If you are a Data Scientist, you have probably suffered the lack of version control syndrome. As a result, you end up with many Jupiter notebooks that are just different versions of the same primary project. But, then, the problem extends into APIs as well. Once you decide to deploy a model, you never know what API you should use and what it corresponds to.
In the end, version control ends up being a big pain point in big to small organizations.
Of course, GitHub or GitLab is the first thing that comes to mind, and although that solves a big part of the problem, it does not solve all of the issues.
First, you don't know what model is currently being used in production. Not knowing this creates a disconnect between Data Science and XOPs. Learn more on XOPs. Ideally, you'd have a real-time understanding of your model's version and where that model is sending data to.

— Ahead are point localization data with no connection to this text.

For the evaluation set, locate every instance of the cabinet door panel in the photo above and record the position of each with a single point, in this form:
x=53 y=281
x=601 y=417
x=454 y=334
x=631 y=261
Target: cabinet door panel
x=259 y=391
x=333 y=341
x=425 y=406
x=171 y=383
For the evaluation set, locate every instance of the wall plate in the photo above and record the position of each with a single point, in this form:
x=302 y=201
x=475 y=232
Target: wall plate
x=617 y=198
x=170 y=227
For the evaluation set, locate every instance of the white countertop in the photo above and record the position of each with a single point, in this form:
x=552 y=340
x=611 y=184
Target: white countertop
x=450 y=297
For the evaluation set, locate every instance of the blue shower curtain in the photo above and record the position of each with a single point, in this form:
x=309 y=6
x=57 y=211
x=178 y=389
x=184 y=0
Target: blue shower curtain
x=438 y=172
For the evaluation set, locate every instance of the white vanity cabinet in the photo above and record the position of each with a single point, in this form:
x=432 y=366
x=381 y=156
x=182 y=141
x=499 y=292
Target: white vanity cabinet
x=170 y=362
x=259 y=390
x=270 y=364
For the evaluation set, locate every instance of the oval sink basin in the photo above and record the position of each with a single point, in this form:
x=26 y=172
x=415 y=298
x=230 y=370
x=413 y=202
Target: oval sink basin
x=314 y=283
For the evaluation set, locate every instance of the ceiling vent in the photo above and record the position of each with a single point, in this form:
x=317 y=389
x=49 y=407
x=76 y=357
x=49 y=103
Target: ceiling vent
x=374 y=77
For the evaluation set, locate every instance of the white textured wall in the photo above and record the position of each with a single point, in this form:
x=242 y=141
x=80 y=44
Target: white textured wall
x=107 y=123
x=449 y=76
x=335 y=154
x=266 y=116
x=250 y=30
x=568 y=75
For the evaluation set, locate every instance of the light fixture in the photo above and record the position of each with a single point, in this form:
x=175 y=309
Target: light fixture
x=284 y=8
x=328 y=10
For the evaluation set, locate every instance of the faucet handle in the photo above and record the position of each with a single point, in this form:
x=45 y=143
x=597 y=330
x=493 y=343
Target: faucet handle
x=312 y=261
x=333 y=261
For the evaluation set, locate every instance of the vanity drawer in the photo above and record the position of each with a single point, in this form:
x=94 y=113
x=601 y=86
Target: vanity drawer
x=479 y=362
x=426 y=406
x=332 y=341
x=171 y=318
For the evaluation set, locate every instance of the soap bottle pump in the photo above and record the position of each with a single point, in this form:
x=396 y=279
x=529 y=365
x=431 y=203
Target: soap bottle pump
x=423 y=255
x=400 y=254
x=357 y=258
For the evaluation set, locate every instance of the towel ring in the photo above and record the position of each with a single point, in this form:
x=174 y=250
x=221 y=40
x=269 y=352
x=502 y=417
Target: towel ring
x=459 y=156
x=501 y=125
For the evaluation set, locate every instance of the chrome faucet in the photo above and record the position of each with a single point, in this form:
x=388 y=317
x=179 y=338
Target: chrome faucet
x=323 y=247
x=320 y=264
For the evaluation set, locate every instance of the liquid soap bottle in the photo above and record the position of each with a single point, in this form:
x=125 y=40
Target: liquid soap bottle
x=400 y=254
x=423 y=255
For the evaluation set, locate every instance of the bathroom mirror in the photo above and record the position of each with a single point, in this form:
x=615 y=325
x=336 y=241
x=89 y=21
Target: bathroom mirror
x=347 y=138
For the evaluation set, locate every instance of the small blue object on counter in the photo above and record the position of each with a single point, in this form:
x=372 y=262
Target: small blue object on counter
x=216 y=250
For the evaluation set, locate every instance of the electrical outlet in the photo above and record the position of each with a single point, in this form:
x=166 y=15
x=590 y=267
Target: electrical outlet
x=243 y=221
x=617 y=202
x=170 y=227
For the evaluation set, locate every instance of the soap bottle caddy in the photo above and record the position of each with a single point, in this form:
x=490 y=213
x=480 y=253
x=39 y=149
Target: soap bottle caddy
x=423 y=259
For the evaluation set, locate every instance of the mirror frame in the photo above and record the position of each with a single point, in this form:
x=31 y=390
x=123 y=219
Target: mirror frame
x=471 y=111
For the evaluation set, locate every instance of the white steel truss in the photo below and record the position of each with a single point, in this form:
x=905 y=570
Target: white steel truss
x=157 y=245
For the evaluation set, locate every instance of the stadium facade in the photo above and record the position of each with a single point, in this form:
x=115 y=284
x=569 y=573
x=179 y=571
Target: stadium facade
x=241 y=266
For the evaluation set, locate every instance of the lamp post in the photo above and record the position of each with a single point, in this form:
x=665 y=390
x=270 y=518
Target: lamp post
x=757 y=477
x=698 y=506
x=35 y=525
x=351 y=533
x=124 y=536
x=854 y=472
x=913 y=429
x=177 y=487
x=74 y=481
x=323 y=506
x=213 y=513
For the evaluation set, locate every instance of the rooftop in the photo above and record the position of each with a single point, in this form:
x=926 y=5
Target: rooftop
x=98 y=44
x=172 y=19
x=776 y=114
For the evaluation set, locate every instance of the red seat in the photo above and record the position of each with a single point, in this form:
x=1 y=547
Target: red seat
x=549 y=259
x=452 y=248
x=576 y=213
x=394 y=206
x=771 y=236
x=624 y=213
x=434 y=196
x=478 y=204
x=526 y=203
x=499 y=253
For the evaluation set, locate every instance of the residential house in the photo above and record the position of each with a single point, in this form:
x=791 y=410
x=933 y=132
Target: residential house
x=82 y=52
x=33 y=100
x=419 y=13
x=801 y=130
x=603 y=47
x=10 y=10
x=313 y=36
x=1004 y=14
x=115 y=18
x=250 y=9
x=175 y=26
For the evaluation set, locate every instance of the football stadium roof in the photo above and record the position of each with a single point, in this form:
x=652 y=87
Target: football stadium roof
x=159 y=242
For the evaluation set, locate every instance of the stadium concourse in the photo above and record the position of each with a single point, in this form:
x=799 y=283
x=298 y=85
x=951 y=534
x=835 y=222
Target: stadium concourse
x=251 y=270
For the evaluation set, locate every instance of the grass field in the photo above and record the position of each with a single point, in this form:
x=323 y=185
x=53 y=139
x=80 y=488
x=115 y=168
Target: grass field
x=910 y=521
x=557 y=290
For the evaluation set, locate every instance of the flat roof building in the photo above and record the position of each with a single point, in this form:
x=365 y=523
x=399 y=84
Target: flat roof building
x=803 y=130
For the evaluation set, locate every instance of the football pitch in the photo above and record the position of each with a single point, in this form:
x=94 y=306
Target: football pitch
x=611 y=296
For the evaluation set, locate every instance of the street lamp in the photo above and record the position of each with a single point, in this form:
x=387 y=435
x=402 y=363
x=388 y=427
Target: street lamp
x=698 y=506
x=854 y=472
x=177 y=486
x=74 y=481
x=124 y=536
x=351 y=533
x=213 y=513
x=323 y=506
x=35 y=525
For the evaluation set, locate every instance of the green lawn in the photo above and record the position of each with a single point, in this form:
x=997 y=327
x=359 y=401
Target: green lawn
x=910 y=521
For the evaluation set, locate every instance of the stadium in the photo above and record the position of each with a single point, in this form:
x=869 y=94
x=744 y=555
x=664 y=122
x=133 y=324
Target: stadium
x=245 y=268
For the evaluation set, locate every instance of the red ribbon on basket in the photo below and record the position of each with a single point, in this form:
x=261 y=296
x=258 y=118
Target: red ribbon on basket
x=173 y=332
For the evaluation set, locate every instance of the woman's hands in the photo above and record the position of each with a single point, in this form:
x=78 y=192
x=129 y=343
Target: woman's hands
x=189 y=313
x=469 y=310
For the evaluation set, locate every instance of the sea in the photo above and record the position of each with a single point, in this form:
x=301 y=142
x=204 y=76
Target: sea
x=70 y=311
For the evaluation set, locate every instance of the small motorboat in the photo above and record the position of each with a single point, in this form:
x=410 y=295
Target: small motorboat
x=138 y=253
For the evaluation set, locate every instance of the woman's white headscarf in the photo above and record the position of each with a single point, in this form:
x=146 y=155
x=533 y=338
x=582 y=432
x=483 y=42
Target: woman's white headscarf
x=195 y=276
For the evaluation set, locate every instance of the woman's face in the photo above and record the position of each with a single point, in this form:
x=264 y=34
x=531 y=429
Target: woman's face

Second, although you've neatly organized your model versions, moving from the latest version to older versions in production can be challenging. This disconnect requires Data Scientists to remove commits or upload the latest version and then manually deliver the models to the XOPs team.
Third, Github is not a good friend of collaboration with business units. Very few teams know how to use Github and access the descriptions of each model. Understanding what the model does, what parameters it takes, and its ultimate goal is vital.
Fourth, API organization is not possible on Github or GitLab. Organizing and finding APIs is starting to be a headache for companies. Understanding the purpose of each API and guessing what APIs are actually in production is an absolute necessity.
We've spent a lot of time thinking about how we can solve all of these issues. So here's a step by step on how we can help you and your organization nail version control in Data Science:
- Model upload and versioning: We built a feature that lets you choose and upload a model. Additionally, you can add versions to it. Moreover, you can decide to change the default version at any time and add comments to your model's version. Furthermore, you can see if the model is IN USE or not. Having that visibility allows you to have a clear view of the models that are currently operational.
- Choose your model version in production: Once in our Pipelines tool, you can choose the version you would like to put into production when the Model Operator is selected. You can move from different versions as it best suits you.
- Tags: You can organize your models with Tags. That way, you can quickly locate your models, and your versions as the number of models grows.
- APIs: As you create APIs with our API exporter or SQL API, you can create tags to organize them and quickly locate them. That way, your API usage scales teams will be able to manage APIs by objective, business units, and many more.
As data analytics evolves, our goal is to ensure that the gap between data teams and the rest of the organizations closes more and more as new challenges arise. With our set of tools, teams can have total control over their modeling and data workflows, while delivering tangible results to stakeholders in minutes.